De tout temps le « groupe Genève 500 mètres de ville en plus » a postulé une parité entre logements et emplois, dans un souci de rééquilibrage et de limitation non dogmatique des mouvements pendulaires entre l'ancienne et la nouvelle Genève. C'est dans ce sens qu'il a utilisé cette approche dans le chiffrage du projet territorial urbain transfrontalier qui vise à terme la réalisation nouvelle de 200.000 logements et de 200.000 emplois. Toutefois ce postulat s'accompagne en revanche d'un autre concept « desserrer la ville pour faire la Ville ». En effet suite au constat d'échec de la mise en pratique du slogan « construire la ville en ville » des années 80 et qui, sous pression de l'écologie interpartis, ressurgit dangereusement, il faut défendre le desserrement du centre urbain dans le sens de l'amélioration qualitative de la Ville au profit prioritairement d'espaces et d'équipements publics qui contribue à renforcer son attractivité. Or le compromis normatif acquis ne devrait s'appliquer qu'à l'ordinaire de la Ville, mais en aucun cas aux périmètres à enjeux. Dès lors que l'on propose comme équipement majeur et structurant la réalisation de la gare métropolitaine en liaison notamment avec le réseau international ferré et routier, il appartient aux autorités de s'assurer de la maitrise des réserves foncières nécessaires à ces programmes d'exception. La localisation de cette gare principale à la Praille s'accompagne de la reconnaissance de deux gares secondaires importantes, desservies également par les grandes lignes, à savoir celle de l'Aéroport et celle d'Annemasse. La gare de Cornavin deviendrait, quant à elle, une halte régionale privilégiée du futur RER.

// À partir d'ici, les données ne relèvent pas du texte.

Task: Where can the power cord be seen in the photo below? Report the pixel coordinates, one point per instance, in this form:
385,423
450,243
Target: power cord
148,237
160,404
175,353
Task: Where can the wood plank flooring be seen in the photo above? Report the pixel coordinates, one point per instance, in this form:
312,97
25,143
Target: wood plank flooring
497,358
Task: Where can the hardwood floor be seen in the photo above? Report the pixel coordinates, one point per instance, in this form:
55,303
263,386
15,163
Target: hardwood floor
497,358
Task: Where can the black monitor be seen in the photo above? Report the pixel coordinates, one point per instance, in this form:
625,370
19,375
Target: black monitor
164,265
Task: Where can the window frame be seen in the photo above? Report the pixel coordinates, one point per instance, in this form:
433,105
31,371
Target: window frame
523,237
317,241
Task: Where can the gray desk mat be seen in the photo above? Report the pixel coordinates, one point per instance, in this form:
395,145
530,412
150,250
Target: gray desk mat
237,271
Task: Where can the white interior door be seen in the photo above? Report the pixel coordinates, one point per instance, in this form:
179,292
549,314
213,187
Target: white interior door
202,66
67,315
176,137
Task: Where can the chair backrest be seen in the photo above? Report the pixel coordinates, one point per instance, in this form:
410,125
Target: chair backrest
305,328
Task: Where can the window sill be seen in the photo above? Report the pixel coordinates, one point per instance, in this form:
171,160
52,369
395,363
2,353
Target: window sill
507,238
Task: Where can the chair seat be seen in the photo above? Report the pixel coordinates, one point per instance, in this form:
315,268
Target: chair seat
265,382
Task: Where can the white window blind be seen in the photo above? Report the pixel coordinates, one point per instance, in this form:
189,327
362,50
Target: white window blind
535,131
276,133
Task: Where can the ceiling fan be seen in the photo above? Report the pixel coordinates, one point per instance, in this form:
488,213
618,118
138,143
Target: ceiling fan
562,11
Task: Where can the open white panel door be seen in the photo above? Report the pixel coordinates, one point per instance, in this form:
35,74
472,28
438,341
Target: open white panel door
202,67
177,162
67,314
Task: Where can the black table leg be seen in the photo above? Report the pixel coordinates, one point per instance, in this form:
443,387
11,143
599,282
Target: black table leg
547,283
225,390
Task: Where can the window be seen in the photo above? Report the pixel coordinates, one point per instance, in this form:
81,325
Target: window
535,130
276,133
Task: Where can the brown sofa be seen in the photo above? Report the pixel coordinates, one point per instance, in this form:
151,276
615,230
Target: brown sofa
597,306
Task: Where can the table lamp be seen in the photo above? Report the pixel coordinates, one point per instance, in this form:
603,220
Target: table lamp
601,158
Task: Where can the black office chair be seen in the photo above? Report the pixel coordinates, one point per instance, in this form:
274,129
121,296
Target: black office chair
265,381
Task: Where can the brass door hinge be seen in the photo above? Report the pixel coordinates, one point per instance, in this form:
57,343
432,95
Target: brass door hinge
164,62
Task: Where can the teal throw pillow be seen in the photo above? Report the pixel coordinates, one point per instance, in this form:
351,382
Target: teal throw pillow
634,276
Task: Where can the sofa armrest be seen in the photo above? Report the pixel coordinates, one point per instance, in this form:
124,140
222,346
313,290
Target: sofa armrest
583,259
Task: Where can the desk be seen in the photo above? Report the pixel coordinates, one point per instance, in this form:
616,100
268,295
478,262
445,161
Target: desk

Dans ce sens l'accord proposant « un emploi-un logement », outre l'aspect moraliste pour le moins déplaisant sous-jacent –le logement c'est bien, les bureaux c'est mal - peut s'avérer contre-productif le jour où l'on devra prioriser l'un ou l'autre de ses composants. Il ne faut pas oublier que les haltes RER, a fortiori la gare centrale, sont des lieux prioritairement voués à l'emploi si l'on veut un tant soit peu réaliser le transfert modal voitures-transports publics. Dès lors cette « norme » devrait s'appliquer avec une certaine souplesse dans les lieux stratégiques. Encore faudrait-il qu'il soient définis…mais ceci est une autre histoire qui se base sur une vision de la Ville future.

En l'absence d'un véritable projet rassembleur, ce compromis risque de rester aussi inefficace que les PUS (plans d'utilisation du sol).